2.2.2 Faktor-faktor yang Mempengaruhi Kecemasan

Menurut Asmadi 2008 faktor-faktor yang dapat menjadi pencetus seseorang merasa cemas dapat berasal dari diri sendiri faktor internal dan faktor dari luar dirinya eksternal. Faktor internal yaitu faktor usia, temperamen,tindakan medis sebelumnya, kedekatan dan kualitas hubungan anak dengan orang tua Ahmed, 2011. Sedangkan dari luar dirinya faktor eksternal yaitu ancaman terhadap integritas fisik dan ancaman terhadap self-esteem Stuart dan Sudden, 1998 dalam Iriana, 2014. Asmadi 2008 mengelompokkan pencetus cemas menjadi dua kategori, yaitu : 1. Ancaman terhadap integritas diri, meliputi ketidakmampuan fisiologis atau gangguan dalam melakukan aktifitas sehari-hari guna pemenuhan terhadap kebutuhan dasarnya. 2. Ancaman terhadap sistem diri yaitu adanya sesuatu yang dapat mengancam terhadap identitas diri, harga diri, kehilangan status atau perasaan diri, dan hubungan interpersonal. Banyak teori yang membahas mengenai kecemasan, penyebabnya, dan faktor-faktor yang mempengaruhinya. Teori tersebut antara lain : a.
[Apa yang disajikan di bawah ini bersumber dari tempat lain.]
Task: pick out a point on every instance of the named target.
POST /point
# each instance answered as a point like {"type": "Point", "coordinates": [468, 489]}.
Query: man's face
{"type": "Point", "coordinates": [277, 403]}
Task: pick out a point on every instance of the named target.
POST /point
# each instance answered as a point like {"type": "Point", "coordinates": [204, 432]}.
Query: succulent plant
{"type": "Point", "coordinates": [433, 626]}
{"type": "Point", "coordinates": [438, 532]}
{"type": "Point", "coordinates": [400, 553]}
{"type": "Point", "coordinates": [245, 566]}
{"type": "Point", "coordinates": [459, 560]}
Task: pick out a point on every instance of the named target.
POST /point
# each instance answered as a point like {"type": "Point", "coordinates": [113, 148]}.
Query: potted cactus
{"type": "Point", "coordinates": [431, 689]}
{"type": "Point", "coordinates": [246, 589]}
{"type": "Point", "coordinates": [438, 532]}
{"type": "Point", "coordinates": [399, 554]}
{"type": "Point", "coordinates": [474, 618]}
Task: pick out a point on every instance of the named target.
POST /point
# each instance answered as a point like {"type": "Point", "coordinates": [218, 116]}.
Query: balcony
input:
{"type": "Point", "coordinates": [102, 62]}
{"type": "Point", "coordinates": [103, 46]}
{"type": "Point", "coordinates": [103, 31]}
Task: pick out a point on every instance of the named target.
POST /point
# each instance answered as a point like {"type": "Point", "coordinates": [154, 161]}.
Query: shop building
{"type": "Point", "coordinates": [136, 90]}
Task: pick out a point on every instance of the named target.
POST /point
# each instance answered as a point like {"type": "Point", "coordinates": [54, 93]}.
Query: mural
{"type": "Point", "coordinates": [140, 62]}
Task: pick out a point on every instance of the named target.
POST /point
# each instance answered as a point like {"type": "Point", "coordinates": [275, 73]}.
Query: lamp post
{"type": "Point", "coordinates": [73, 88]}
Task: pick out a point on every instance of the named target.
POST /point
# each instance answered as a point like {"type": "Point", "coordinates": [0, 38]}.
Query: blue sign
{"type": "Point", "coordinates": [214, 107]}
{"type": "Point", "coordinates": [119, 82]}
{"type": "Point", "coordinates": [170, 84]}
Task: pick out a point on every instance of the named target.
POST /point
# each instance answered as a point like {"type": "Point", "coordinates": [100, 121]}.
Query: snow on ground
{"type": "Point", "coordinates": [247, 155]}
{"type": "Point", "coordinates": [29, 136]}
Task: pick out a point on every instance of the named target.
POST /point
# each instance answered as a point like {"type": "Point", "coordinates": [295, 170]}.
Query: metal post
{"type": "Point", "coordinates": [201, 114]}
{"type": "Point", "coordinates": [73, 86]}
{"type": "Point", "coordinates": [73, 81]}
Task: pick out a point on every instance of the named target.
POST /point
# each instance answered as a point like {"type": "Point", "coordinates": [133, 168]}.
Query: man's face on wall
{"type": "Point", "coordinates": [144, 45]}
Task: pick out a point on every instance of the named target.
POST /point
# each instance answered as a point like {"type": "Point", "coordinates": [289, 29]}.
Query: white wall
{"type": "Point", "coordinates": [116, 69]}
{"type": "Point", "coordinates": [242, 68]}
Teori Interpersonal Menurut teori interpersonal Sullivan 1952 dalam Videbeck 2008 ansietas timbul dari masalah-masalah dalam hubungan interpersonal. Cemas yang ditunjukkan oleh bayi atau anak mengakibatkan disfungsi, misalnya kegagalan untuk mencapai tugas perkembangan yang sesuai dengan usia. b. Teori Biologi Teori ini membahas mengenai penyebab cemas yang berbeda dengan penyebab psikologis. Menurut teori biologis individu yang mengalami sikap bermusuhan, iritabilitas, prilaku sosial, dan perasaan mendadak bahwa sesuatu tidak nyata dapat menunjukkan gangguan panik. c. Teori Genetik Teori ini menyatakan bahwa cemas memiliki komponen yang dapat diwariskan. Horwath dan Weissman 2000 dalam Viedebeck 2008 menjelaskan suatu kemungkinan “sindrom kromosom 13” yang dimungkinkan terlibat dalam hubungan genetik pada gangguan panik, sakit kepala hebat, masalah ginjal, kandung kemih, hipertiroid, atau prolaps katup mitral. d.Teori Prilaku Ahli teori ini memandang cemas sebagai suatu yang dipelajari melalui pengalaman individu.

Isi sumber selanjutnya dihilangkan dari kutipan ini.